The router itself seems solid and well built. It has a 2.4GHz + 5GHz antenna, 5x (total) Ethernet ports and USB for file storage as well as a place to plug in 2x phones. Internally, it is quite basic with a single SOC controlling everything along with 2x WiFI radios, an Ethernet switch etc. Now, I didn’t want to destroy this router so didn’t lift the heatsinks off (which are glued) so couldn’t get a decent look of the SOC package powering this unit however the SOC appears to be a MediaTek MT7621 (MIPS 1004Kc @880MHz) with the WiFI radios operating off a PCIe bus. This is the same SOC featured in the Ubiquiti Networks EdgeRouter X (the cheaper Edgerouter without hardware acceleration). A full datasheet of the CPU is right here for those interested.
While I appreciate Cambium + GoWiFi providing a test unit to me this is not the router for me – I’ll be sticking to my Ubiquiti Edgerouter Lite and Cambium E400 AP. This will suit a home or business user or an ISP but from what I see here this is just a general ISP grade router.

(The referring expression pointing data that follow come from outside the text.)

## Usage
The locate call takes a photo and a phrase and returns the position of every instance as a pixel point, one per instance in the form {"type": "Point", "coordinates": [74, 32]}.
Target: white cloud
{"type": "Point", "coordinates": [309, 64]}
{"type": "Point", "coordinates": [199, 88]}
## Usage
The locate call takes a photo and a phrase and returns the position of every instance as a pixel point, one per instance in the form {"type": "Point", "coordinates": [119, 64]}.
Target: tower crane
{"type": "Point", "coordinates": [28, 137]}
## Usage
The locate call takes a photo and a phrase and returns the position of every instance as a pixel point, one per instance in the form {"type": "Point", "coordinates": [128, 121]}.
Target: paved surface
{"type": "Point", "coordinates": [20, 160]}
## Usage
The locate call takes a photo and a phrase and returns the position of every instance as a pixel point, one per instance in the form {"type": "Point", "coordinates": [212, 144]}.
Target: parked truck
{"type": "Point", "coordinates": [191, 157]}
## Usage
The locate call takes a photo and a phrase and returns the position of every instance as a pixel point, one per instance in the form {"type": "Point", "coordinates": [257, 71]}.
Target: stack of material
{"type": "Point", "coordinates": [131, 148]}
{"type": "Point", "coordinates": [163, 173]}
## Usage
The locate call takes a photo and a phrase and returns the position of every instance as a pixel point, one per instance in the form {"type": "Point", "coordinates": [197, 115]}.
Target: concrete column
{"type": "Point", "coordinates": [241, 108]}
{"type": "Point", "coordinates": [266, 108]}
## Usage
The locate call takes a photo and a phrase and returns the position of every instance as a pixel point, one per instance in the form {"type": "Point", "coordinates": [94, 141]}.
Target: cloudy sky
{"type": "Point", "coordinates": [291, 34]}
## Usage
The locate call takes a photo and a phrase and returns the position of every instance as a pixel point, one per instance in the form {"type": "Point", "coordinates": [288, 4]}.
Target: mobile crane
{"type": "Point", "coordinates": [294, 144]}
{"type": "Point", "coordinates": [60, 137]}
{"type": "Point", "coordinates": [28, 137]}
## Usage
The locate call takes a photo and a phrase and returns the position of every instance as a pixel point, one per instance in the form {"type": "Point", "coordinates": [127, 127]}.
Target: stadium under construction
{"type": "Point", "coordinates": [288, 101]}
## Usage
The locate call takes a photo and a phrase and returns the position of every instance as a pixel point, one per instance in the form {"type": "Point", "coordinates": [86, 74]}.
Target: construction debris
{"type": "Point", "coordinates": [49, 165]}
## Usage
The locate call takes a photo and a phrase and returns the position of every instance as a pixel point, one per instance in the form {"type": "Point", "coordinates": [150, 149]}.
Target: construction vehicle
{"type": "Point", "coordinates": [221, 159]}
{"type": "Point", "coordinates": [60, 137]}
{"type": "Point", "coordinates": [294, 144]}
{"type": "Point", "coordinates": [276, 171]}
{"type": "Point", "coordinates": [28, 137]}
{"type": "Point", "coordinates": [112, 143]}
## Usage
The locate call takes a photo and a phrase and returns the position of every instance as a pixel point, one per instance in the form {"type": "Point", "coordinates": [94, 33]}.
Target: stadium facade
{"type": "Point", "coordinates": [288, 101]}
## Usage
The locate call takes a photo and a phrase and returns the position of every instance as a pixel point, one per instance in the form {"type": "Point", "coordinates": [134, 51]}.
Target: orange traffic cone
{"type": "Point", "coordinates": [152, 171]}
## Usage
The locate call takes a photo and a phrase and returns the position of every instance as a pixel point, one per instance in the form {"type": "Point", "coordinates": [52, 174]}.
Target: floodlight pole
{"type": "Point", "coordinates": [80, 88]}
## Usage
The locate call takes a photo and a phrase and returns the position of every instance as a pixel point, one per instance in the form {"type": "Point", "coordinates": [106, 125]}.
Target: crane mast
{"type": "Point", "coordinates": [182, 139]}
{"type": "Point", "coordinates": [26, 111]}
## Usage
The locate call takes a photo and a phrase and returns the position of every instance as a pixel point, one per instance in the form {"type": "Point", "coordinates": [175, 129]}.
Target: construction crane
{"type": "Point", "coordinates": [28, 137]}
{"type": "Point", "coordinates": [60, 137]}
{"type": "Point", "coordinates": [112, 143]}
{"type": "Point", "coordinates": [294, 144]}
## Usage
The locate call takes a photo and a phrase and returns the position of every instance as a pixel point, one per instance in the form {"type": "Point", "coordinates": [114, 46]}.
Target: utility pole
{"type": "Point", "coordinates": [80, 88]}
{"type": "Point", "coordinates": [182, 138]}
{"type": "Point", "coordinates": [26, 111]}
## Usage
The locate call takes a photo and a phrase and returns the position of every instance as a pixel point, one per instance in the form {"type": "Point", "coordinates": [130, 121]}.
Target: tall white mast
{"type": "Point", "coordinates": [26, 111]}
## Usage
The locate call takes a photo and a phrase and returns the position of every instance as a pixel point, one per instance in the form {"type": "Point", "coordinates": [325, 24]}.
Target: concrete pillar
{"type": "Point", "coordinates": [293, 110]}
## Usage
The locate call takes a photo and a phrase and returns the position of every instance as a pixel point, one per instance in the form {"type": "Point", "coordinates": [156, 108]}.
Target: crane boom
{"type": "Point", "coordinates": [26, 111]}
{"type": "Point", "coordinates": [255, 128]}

It really doesn’t have any special features that stand out and has somewhat buggy firmware. It’s cloud interface is useless for home and office users (will only appeal to ISP’s to control their customers routers or Geeks) and there are some general security concerns with using such a cloud interface in this IoT connected world. Yes, I would recommend this router to your basic user who just needs something with an ATA to route packets but for anyone wanting more advanced features go for something like an Edgerouter. For businesses I’d recommend going towards something with a bit more of a security focused background like a Meraki. Really, this is an odd product however it is a good product for the right person.